During his Ph.D in the laboratory of Professor Martin Allday, Dr. Kalchschmidt investigated the molecular mechanisms by which Epstein-Barr virus nuclear antigen 3C (EBNA3C) regulates host gene expression. Intrigued by the fact that EBNA3C can act as either activator or repressor of its target genes, he chose to study the most upregulated gene (AICDA) and the three most repressed genes (COBLL1, ADAM28, and ADAMDEC1). Changes to histone modifications at these loci correlated well with gene expression and indicated a two-step mechanism for EBNA3C-mediated repression. Surprisingly, recruitment of a Polycomb protein, generally linked to gene repression, was observed at all four genes, irrespective of being activated or repressed by EBNA3C. Furthermore, unexpected recruitment of the DNA-binding transcription factor RBPJ at EBNA3C binding sites was detected only when EBNA3C was functional. This challenged existing models of how RBPJ, a repressive transcription factor of the Notch signaling pathway, functions in EBNA3C-mediated gene regulation. Furthermore, the direct activation of AICDA by EBNA3C may play a role in EBV-associated lymphoma as it encodes a B cell-specific protein required for somatic hypermutation and class switch recombination, but also causes off-target DNA damage that can result in B cell lymphomagenesis.
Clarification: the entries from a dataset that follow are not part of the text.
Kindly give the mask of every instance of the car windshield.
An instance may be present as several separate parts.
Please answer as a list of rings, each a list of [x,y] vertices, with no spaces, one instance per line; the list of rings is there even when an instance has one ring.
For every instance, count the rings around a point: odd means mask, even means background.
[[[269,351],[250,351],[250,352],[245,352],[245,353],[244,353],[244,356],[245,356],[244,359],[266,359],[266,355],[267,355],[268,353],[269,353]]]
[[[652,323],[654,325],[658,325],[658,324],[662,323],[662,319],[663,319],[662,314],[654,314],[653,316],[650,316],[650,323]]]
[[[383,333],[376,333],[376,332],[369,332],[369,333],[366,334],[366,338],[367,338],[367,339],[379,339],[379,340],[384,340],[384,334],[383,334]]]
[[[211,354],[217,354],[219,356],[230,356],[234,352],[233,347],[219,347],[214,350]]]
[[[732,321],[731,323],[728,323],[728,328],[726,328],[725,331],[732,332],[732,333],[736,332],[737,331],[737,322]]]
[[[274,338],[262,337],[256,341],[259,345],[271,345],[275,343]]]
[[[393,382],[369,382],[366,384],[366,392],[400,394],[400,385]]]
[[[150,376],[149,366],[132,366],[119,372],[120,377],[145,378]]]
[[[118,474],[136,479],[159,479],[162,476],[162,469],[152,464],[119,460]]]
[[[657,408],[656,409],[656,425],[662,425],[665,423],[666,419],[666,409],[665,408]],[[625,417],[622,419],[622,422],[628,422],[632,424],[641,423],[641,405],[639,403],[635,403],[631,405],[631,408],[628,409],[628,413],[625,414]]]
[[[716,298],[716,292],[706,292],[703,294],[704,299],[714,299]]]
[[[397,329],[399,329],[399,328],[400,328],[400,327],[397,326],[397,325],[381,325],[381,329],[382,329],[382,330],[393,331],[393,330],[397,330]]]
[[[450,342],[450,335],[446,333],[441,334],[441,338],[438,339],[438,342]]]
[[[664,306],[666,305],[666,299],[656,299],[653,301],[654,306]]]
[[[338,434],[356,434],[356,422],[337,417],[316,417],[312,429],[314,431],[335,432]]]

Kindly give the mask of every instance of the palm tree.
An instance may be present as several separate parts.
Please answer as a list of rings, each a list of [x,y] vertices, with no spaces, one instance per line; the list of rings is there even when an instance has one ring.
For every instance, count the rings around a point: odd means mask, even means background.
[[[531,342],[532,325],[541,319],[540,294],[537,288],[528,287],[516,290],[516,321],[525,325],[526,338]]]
To follow his interest and broaden his expertise in gene regulation, Dr. Kalchschmidt joined Dr. Rafael Casellas’ lab at the NIAMS to study the role of the mammalian Mediator complex in gene regulation. Mediator, a large 33 subunit multi-protein complex conserved across eukaryotes, plays an integral part in eukaryotic gene expression. In collaboration with the laboratory of Dr. Francisco Asturias, he worked on the genetic, functional, and structural characterization of the mammalian Mediator complex. CRISPR/Cas9 gene targeting identified essential subunits required for cell survival and a set of nonessential subunits that, upon deletion, mostly affected genes regulated by multiple enhancers. Structural analysis revealed that most essential subunits form a conserved core similar to yeast Mediator. Nonessential subunits, some of which are mammalian specific, added to the structural complexity of the mammalian Mediator.
Contrary to current models that indicate Mediator acts as a topological bridge linking enhancers and promoters, depletion of Mediator does not alter genome architecture. Furthermore, conformational changes in Mediator were observed that increased interactions with RNA polymerase II. These results led to the proposal that the structural flexibility of Mediator enables it to integrate and relay regulatory signals between transcription factors and RNA polymerase II and that Mediator forms a functional, instead of an architectural, bridge linking enhancers and promoters.